Sinfonietta, gewidmet „den Turiner Toten“

Grabmal Guiseppe Pongilione auf dem Cimitero monumentale di Torino von 1886
Grabmal Guiseppe Pongilione auf dem Cimitero monumentale di Torino von 1886 (Quelle: Wikimedia, CC BY-SA 4.0)

In letzter Zeit habe ich wieder viele Stunden in staubigen Archiven verbracht, woraus am Ende, um der Melancholie Herr zu werden,  die Sinfonietta entstand, gewidmet „den Turiner Toten“. In deren Daten zu recherchieren, meist begrenzt auf die nackten Meldungen Nati Morti Matrimoni – glich einem Blättern im Buch des Lebens.

So heißen denn auch die ersten drei Sätze der kleinen Sinfonie.

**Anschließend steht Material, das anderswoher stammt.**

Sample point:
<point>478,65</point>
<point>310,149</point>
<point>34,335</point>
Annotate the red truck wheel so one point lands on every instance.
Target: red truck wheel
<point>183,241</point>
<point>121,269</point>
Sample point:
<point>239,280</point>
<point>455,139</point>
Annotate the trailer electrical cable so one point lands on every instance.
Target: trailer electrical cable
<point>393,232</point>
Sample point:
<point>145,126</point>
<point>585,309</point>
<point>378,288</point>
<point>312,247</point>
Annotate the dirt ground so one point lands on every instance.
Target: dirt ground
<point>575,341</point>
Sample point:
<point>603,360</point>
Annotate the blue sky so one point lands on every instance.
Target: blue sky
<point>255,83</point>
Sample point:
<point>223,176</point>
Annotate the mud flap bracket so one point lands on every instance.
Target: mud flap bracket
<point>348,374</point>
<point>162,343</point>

Der letzte dann heißt „Corinna“,  ist jener unbekannten Geliebten Puccinis während der Jahre 1900 bis 1903 gewidmet.

Seit diesem Herbst glaube ich, dass es eine Art Schattenreich gibt, nicht eines der Toten, die sind tot für immer, sondern eines der Lebenden, ein sonderbarer Bereich sonst nicht verfügbarer Informationen. Teile der Sinfonietta versuchen dieses Schattenreich abgedämpfter Farben zu beschreiben, in das man nicht nur im Traum gelangen kann.

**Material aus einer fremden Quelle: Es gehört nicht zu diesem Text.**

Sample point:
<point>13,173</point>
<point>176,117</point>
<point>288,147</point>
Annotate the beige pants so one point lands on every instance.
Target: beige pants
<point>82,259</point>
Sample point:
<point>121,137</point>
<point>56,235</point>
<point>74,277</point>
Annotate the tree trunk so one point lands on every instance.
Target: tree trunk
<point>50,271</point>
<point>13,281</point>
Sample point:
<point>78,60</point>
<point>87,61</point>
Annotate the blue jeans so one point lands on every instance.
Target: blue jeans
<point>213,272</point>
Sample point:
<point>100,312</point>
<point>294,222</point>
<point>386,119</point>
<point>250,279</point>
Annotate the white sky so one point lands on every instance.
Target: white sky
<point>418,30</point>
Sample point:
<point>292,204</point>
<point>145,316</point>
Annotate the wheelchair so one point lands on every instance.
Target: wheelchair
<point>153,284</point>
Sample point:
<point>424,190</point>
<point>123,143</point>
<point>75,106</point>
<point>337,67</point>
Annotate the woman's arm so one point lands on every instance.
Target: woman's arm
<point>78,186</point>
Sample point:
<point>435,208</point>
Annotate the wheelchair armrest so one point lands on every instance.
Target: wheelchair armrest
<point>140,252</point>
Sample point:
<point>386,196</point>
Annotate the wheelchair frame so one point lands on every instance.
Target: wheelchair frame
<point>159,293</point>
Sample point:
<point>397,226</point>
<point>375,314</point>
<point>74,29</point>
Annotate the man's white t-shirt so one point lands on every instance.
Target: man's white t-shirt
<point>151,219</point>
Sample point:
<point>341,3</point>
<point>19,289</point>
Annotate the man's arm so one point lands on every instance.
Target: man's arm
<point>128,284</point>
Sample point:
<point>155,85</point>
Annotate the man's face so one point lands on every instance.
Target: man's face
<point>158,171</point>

So sprach mich zum Beispiel ein bestimmtes Grabdenkmal auf dem Turiner Cimitero Monumentale bei jedem Besuch immer stärker an, über ein Jahrzehnt lang, und ich dachte, der, der da begraben liegt, (er war mir völlig unbekannt), muß etwas wissen über Corinna.

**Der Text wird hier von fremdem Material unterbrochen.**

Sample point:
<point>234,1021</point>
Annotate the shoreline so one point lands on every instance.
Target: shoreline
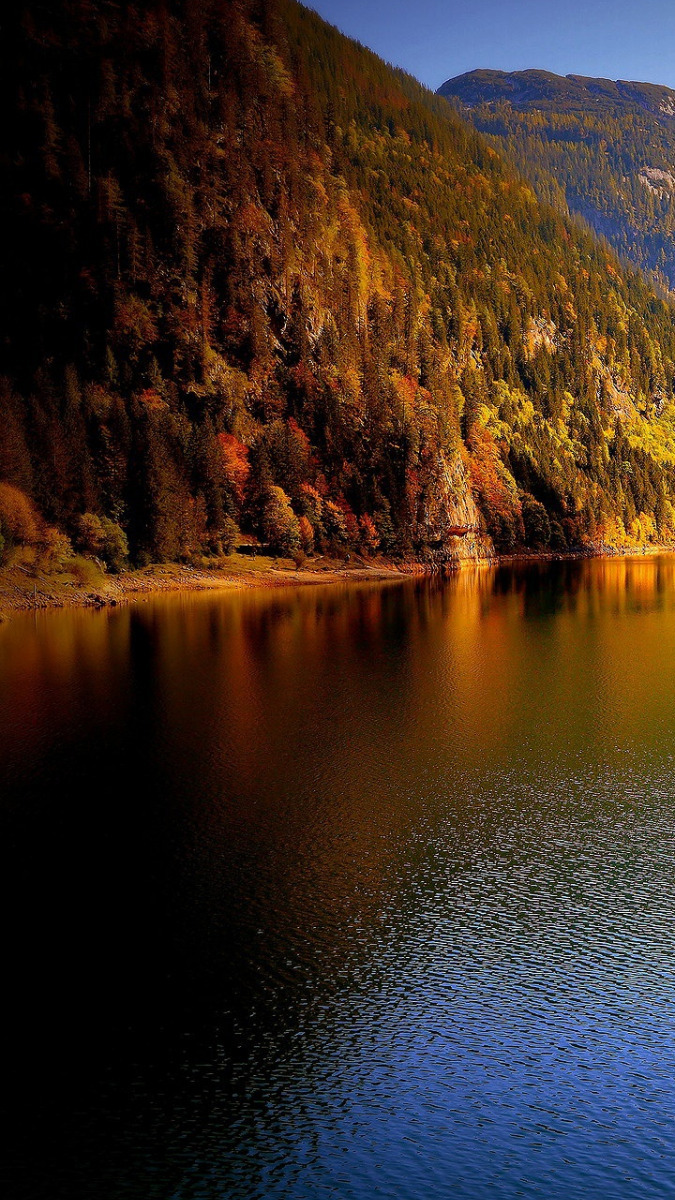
<point>24,589</point>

Jetzt stellte sich heraus, der Sohn dessen, der da lag, war im hohen Alter Corinnas bester Freund. Es läßt sich natürlich immer als Zufall abtun, selbst bei Hunderttausenden Toten vor Ort, und vielleicht ist es das auch. Die Musik, die ich dazu empfand, sollte eben nicht „creepy“ sein, oder gruftartig, sondern würdevoll, majestätisch, freundlich, beinahe heiter und dankbar.